US, EU voice concern over the arrest of VICE journalists in Turkey’s southeast

US, EU voice concern over the arrest of VICE journalists in Turkey’s southeast The United States and the European Union have both expressed their concern over the arrest of two British journalists in the southeastern province of Diyarbakır, in line with international rights organizations.

A Diyarbakır court ruled for the arrest of U.S.-based media outlet VICE journalists Jake Hanrahan and Philip Pendlebury and their translator Muhammed Ismail Aug. 31 on charges of “engaging in terror activity” on behalf of the Islamic State of Iraq and the Levant (ISIL).

The United States State Department urged Turkey on Aug. 31 to revise its actions to match up with democratic values.

State Department spokesperson Mark Toner noted that the actions of Turkish authorities should correspond to universal democratic values as well as freedom of expression.

“Freedom of expression, including for journalists and due process, are key elements in every healthy democracy and are enshrined, in fact, in the Turkish constitution as well as Turkey’s OSCE commitments and Turkey’s international human rights obligations. So as Turkey’s friend and NATO ally, we urge Turkish authorities to ensure their actions uphold universal democratic values, including due process, freedom of expression, as well as access to media and information,” said Toner speaking at the daily press briefing.

The European Union (EU) also expressed concern over the arrest of VICE journalists on Sept. 1, calling for an “independent and transparent investigation” into the “terrorism” charges.

“We are concerned... by the recent arrests of the VICE News journalists in Turkey on terrorism-related charges,” said EU diplomatic service spokeswoman Maja Kocijancic.

Kocijancic also voiced concern on the Sept. 1 police raid on media outlets of the Koza Media Group, linked to the government’s ally-turned-nemesis Fethullah Gülen.

Turkish police detained Hanrahan and Pendlebury along with Ismail on Aug. 28 in the Bağlar district of Diyarbakır, where they were filming clashes between Turkish security forces and Kurdish militants.

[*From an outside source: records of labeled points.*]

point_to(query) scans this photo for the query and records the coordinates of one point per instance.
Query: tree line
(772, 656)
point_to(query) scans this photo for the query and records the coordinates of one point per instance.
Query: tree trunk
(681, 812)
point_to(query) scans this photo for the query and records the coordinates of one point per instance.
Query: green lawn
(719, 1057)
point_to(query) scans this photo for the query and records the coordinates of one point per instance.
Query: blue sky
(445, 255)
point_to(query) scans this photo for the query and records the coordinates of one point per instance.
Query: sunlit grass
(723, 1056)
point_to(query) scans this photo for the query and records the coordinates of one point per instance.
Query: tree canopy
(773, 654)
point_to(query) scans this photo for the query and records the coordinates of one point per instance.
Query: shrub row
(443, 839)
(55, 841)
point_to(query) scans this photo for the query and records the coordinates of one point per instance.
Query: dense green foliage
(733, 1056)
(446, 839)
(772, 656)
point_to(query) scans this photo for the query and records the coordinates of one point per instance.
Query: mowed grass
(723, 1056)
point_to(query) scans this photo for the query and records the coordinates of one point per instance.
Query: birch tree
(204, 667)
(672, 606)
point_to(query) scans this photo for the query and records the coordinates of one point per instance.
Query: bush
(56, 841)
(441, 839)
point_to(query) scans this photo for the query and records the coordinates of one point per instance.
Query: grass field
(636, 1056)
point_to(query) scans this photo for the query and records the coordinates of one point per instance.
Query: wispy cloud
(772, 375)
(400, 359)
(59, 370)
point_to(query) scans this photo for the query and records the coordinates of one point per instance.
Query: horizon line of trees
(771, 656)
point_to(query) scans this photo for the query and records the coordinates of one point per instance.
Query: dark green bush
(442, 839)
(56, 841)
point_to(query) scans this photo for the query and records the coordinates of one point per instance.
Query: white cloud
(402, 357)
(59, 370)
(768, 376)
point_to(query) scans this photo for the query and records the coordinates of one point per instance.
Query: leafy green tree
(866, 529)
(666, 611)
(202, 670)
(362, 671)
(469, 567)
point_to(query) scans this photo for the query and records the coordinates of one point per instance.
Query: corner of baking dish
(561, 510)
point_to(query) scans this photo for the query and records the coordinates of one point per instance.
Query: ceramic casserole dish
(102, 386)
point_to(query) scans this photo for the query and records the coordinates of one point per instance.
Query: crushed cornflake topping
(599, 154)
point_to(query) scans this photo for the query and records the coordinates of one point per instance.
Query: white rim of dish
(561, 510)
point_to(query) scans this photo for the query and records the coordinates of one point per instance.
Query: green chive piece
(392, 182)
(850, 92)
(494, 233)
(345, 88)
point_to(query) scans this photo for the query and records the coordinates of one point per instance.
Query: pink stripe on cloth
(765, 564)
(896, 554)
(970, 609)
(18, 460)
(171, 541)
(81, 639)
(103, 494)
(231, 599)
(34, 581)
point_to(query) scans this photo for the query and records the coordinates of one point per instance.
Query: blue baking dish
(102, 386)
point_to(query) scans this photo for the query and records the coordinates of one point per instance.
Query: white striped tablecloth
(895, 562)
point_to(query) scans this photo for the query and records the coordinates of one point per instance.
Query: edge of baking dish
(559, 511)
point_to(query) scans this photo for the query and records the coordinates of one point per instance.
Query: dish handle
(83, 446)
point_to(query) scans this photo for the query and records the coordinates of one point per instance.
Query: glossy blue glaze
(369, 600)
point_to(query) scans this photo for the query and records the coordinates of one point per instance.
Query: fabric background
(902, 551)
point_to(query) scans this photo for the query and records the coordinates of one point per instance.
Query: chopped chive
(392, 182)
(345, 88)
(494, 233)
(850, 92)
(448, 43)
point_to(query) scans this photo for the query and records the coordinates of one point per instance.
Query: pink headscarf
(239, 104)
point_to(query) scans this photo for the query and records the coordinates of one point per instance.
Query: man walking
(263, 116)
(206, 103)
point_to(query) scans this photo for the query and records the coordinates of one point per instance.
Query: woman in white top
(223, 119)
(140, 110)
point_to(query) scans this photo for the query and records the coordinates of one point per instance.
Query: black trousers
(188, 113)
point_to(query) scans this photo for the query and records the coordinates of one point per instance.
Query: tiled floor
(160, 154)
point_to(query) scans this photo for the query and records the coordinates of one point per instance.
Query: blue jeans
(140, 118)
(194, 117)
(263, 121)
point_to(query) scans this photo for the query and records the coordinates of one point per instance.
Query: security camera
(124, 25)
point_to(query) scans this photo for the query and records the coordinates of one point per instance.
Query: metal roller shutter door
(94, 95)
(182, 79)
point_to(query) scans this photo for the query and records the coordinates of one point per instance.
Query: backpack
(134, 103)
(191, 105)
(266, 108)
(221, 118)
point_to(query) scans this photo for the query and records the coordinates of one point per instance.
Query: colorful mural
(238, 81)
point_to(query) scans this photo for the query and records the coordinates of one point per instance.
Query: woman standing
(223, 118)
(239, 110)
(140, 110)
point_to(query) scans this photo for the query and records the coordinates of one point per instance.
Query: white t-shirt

On Aug. 31, international rights organizations, including Amnesty International, PEN International and the Committee for the Protection of Journalists (CPJ), demanded the journalists’ immediate release.

Kevin Sutcliffe, head of VICE’s news programming in Europe, also condemned the charges against its journalists, calling them “baseless and alarmingly false.”

“Today the Turkish government has leveled baseless and alarmingly false charges of ‘working on behalf of a terrorist organization’ against three VICE News reporters, in an attempt to intimidate and censor their coverage,” he said.

“VICE News condemns in the strongest possible terms the Turkish government’s attempts to silence our reporters who have been providing vital coverage from the region,” he added.